Настоящая или мнимая болезнь Иссахара скоро прошла. Царь, тоже полубольной, — вскоре после покушенья сделалась у него падучая, и он все не мог оправиться, — посетил узника в тюрьме и долго, мирно беседовал с ним почти наедине: стража стояла вдали. А через несколько дней узнали, что злодей бежал.

Три старших царевны, Маки, Рита и Анки, помогали царице ухаживать за Дио. От них узнала она о ходивших по городу слухах, будто бы сам царь помог бежать Иссахару, а бежал-де он недалеко: тут же, в городе, прячется, выжидая, может быть, нового случая покуситься на жизнь царя.

«Ныне царь осрамил лица всех верных слуг своих, потому что возлюбил ненавидящих его и возненавидел любящих!» — воскликнул Рамоз, узнав о бегстве Иссахара, и вспомнил при этом слова, сказанные дядькой и тезкой отца государева, старцем Аменхотепом Премудрым: «Если хочешь, государь, послужить богам и очистить Египет от скверны, изгони всех Иадов, Пархатых!»

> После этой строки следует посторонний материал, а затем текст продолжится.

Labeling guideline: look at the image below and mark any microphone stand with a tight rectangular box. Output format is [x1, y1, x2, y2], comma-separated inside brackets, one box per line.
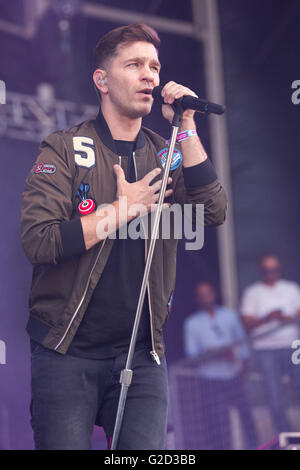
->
[110, 101, 184, 450]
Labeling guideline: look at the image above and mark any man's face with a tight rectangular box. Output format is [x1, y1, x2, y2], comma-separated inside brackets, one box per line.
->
[106, 41, 160, 119]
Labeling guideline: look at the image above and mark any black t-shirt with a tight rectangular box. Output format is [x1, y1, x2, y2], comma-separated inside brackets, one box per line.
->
[67, 140, 152, 359]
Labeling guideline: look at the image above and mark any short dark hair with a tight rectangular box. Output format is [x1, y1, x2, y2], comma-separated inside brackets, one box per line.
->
[94, 23, 160, 70]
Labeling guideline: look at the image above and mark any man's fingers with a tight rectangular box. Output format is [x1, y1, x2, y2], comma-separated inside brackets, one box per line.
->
[154, 189, 173, 201]
[143, 168, 161, 184]
[151, 178, 172, 193]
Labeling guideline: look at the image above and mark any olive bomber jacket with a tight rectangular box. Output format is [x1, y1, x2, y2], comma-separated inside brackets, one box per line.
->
[21, 112, 227, 363]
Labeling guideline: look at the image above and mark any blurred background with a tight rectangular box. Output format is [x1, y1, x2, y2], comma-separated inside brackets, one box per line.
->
[0, 0, 300, 449]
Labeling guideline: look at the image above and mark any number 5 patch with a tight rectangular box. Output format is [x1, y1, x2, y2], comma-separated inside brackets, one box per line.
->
[73, 137, 96, 168]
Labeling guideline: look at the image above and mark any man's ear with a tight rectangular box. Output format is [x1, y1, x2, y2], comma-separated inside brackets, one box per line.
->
[93, 69, 107, 93]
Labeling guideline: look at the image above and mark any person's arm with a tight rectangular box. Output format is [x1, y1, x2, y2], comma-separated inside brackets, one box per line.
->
[162, 82, 227, 225]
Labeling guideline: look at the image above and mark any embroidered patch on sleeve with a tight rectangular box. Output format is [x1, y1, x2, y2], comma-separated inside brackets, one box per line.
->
[33, 163, 56, 175]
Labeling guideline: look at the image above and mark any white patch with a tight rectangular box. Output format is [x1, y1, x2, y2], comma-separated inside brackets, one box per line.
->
[73, 137, 96, 168]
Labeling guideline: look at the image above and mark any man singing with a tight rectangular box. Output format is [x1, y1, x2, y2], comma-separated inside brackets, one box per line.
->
[21, 24, 227, 449]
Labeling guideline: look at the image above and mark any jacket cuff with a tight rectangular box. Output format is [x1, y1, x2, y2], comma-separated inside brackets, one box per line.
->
[59, 218, 86, 258]
[183, 158, 217, 188]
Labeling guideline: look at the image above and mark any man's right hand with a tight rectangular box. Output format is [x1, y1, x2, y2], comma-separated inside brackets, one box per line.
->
[81, 165, 173, 250]
[114, 165, 173, 220]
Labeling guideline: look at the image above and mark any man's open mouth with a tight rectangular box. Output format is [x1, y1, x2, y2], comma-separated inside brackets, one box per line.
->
[138, 88, 152, 95]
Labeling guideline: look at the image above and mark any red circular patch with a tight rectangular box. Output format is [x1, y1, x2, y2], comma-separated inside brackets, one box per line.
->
[34, 163, 44, 173]
[78, 199, 96, 215]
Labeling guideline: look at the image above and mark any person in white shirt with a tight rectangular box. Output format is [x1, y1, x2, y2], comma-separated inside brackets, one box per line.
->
[184, 282, 256, 450]
[240, 254, 300, 432]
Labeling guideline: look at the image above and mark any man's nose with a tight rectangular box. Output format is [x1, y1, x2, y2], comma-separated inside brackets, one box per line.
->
[141, 67, 157, 82]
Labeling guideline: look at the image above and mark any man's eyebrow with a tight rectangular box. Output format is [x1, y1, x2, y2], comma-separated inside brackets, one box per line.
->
[124, 57, 161, 67]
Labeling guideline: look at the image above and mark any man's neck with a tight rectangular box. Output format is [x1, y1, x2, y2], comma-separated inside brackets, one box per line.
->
[101, 103, 142, 142]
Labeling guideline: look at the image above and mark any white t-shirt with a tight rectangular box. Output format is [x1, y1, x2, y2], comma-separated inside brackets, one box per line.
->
[241, 279, 300, 349]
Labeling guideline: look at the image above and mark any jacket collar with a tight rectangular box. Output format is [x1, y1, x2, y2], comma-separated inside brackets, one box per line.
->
[94, 107, 145, 155]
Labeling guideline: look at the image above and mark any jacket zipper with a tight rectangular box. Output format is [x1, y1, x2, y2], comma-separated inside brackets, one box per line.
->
[132, 152, 160, 364]
[54, 156, 122, 350]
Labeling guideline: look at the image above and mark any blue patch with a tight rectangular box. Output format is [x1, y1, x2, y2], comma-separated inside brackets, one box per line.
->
[158, 147, 182, 171]
[76, 183, 96, 215]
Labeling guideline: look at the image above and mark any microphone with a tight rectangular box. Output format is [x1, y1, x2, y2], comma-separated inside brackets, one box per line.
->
[152, 86, 225, 114]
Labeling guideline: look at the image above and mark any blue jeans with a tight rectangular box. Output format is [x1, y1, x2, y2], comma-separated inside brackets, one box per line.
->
[30, 345, 168, 450]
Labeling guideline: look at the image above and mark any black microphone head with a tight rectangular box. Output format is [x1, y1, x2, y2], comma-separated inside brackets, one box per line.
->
[152, 86, 164, 102]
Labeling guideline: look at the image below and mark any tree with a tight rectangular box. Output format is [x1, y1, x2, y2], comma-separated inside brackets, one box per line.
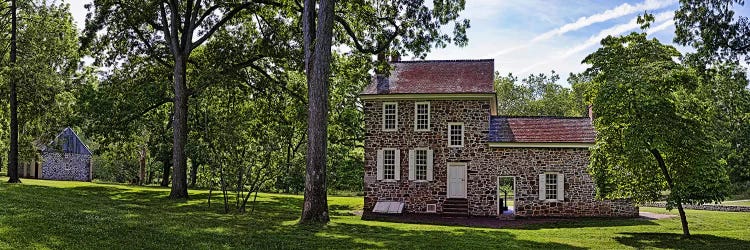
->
[82, 0, 281, 198]
[674, 0, 750, 191]
[300, 0, 469, 223]
[8, 0, 21, 183]
[674, 0, 750, 67]
[2, 0, 80, 182]
[584, 33, 728, 236]
[696, 63, 750, 186]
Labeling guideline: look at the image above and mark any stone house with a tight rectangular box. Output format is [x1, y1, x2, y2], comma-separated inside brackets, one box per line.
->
[360, 60, 638, 217]
[19, 127, 92, 181]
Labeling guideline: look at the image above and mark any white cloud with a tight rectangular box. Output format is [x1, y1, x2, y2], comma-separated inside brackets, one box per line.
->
[648, 19, 674, 34]
[531, 0, 677, 42]
[492, 0, 677, 57]
[519, 11, 674, 74]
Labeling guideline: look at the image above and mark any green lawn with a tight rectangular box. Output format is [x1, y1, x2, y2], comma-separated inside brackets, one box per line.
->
[721, 200, 750, 206]
[0, 179, 750, 249]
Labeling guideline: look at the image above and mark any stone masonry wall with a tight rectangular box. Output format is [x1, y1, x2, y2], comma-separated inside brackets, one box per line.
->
[364, 100, 490, 213]
[364, 100, 638, 217]
[41, 152, 91, 181]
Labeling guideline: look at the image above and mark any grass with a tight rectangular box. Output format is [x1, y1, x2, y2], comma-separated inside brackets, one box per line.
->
[721, 200, 750, 206]
[0, 179, 750, 249]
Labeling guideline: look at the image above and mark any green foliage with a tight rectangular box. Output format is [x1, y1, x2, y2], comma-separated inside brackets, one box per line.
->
[494, 71, 588, 116]
[584, 33, 728, 208]
[696, 64, 750, 184]
[0, 0, 80, 161]
[0, 180, 750, 249]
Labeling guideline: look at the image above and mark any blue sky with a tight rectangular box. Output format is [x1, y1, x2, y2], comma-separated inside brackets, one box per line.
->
[69, 0, 750, 85]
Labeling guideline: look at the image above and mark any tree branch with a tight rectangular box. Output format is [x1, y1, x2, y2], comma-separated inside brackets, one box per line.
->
[192, 0, 282, 48]
[334, 15, 401, 54]
[121, 98, 174, 124]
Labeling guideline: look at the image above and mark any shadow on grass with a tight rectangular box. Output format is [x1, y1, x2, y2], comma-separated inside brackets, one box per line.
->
[0, 184, 747, 249]
[614, 233, 750, 249]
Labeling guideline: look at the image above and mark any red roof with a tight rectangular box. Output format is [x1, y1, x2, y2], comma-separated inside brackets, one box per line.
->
[362, 59, 495, 95]
[489, 116, 596, 143]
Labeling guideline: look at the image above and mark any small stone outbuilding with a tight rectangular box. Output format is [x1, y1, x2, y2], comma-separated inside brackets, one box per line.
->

— Прав Гиппопотамчик миленький! — заключила Анки рассказ, — «Гиппопотамчиком» называла Рамоза за тучность, — и вдруг сжала кулачки, затопала ножками, чуть не плача от злости. — Срам, срам на всех нас, что Изка Пархатый помилован!

Дио ничего не ответила, но у нее промелькнула мысль: «Кровью мы с ним породнились, да кровь-то, видно, своя и чужая ему как вода!» И хотя она тотчас сама устыдилась этой мысли, но след ее остался в душе.

Царь часто бывал в Мару-Атону, но царица редко пускала его к больной, особенно в первые трудные дни: знала, что он не умеет обращаться с больными. Разговоры его с Дио были странно-пусты.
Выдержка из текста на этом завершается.